On the bright side, notes Marc Scribner of the Competitive Enterprise Institute, voters also rejected three wasteful rail projects backed by local politicians and liberal media:
In Austin, Texas, 57 percent of voters rejected Proposition 1, which would have funded a $1.4 billion, 9.5-mile light rail line, in addition to $400 million in road intersection improvements. Randal O’Toole of the Cato Institute produced a devastating review of the so-called “Project Connect.” Project Connect was so nonsensical that the light rail boondoggle was even opposed by numerous transit advocates.

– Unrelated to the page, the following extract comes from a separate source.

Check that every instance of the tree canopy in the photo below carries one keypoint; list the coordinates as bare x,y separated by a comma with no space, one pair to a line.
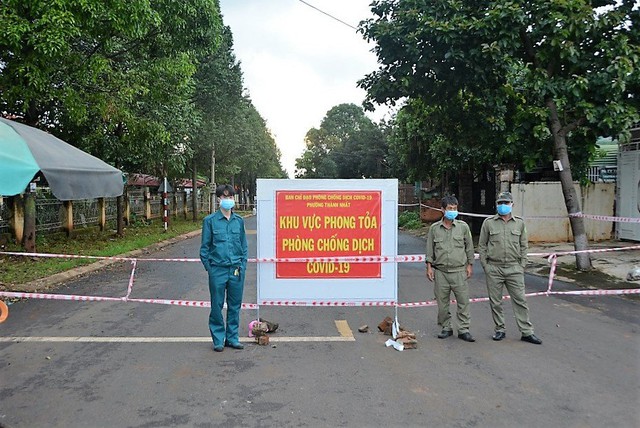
347,145
146,86
553,75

In Seattle, Washington, voters rejected Citizen Petition 1 by over 80 percent, which called for creating a $5 car-tab tax that would be used to spend $2 million annually on a “Century Transportation Authority,” which would have served as a government-sponsored monorail booster.
Finally, in Pinellas County, Florida, a proposed $2.2 billion Greenlight Pinellas transit package, which included a $1.6 billion, 24-mile light rail line that would have connected St. Petersburg to Clearwater by increasing the sales tax from 7 to 8 percent, was rejected by 62 percent of voters. Despite every major government, corporate, and media entity in the Tampa Bay region loudly supporting Greenlight Pinellas, voters recognized the high-cost, low-value proposition posed to them and acted accordingly.